Нашу квартиру наводнили друзья, знакомые, журналисты, фотографы. Мои новые собратья один за другим приезжали поздравить меня. Среди гостей, толпившихся возле импровизированного буфета, я видел сияющую Гит, ошеломленных Минуш и моего сына Жана-Даниэля, брата, его жену, переходившую от группы к группе, но чаще всего мой взгляд обращался к родителям, таким старым и усталым. Отец, скрывая радость, отвечал, как мог, на поздравления какой-то незнакомой дамы. Его русский акцент, выделявшийся в гуле французских голосов, весьма меня забавлял. Я читал на его лице удивление, нежность, гордость. Он явно думал об удаче, не доставшейся ему в этой стране и благосклонной к его сыну. Моя мать, уже очень больная, посреди всей этой суматохи спокойно сидела в кресле, стараясь высоко держать голову. Когда я наклонился к ней, чтобы ее поцеловать, она сказала мне: «Хорошо, мой мальчик. Но теперь нужно идти дальше». Присутствовали также и мои друзья: Мишель Моруа, Жан Давре, Клод Мориак, Жан Бассан, Анри и Соланж Пуадено. Все было, как в день присуждения мне Гонкуровской премии. Только двадцать один год минул. Меня фотографировали, теснили со всех сторон, осаждали вопросами. Кто-то заметил, что в сорок восемь лет я самый молодой из академиков. Это вернуло меня к реальности: мысленно я оставался в 1938 году. И тут в двух шагах от себя я заметил Гит, сражавшуюся с репортером радио. Меня поразила естественность, с которой она держалась перед микрофоном. Она, никогда не выступавшая публично, отвечала на вопросы этого человека со спокойствием и простотой счастливой женщины.
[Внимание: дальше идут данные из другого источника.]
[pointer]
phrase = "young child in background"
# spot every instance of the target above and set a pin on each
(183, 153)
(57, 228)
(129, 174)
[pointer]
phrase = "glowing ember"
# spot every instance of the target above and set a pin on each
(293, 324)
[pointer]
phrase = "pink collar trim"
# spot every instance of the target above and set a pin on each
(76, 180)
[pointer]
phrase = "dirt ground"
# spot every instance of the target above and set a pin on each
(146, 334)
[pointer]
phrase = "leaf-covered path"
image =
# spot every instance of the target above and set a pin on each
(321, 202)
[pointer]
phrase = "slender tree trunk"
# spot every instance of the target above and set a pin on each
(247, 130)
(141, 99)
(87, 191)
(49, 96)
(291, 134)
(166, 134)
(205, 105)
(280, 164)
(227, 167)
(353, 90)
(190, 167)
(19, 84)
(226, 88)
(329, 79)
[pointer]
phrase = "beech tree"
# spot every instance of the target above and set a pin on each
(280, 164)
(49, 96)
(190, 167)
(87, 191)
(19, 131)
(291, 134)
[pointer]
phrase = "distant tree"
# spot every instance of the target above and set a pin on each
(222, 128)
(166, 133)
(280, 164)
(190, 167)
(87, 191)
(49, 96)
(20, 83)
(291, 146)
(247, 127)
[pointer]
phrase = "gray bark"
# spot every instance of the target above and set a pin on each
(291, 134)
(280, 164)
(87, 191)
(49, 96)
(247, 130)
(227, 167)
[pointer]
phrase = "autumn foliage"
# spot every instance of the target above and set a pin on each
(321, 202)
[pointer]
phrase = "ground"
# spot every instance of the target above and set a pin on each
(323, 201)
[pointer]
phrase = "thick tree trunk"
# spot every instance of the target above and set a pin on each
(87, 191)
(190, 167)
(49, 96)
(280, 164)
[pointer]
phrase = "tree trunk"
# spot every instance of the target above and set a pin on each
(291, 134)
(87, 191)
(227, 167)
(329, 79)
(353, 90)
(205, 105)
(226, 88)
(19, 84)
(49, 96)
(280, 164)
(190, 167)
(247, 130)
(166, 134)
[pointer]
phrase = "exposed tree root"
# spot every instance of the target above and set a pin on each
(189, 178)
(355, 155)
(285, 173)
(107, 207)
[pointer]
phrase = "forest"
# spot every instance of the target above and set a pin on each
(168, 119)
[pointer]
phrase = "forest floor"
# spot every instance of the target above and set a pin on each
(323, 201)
Затем предстояло заняться костюмом и шпагой. Согласно традиции, шпагу новоизбранному преподносят его друзья. Образовали комитет для сбора необходимых средств. Жан Давре со свойственной ему увлеченностью придумал мотивы орнамента из драгоценных камней для украшения шпаги и заказал ее ювелиру. В рисунке эфеса соединялось несколько символов: двуглавый орел вызывал в памяти мои книги о России, красные маки на черном фоне – первый том «Света праведных», миниатюрный земной шар – трилогию «Пока стоит земля», созревшие хлебные колосья – цикл «Сев и жатва», вырванные из земли корни – роман «Чужие на земле», был и паук, ткавший в углу паутину, и венок из веток оливы, охранявший наш дом в Провансе. Число подписчиков росло с каждым днем, среди них было много армянских и русских имен, напоминавших мне о моем происхождении. Обе колонии устроили в мою честь приемы, чтобы выразить симпатии эмигрантов к тому из них, кто оказался на вершине успеха. Я понимал, что Франция в моем лице спокойно и великодушно признавала и чтила всех изгнанников.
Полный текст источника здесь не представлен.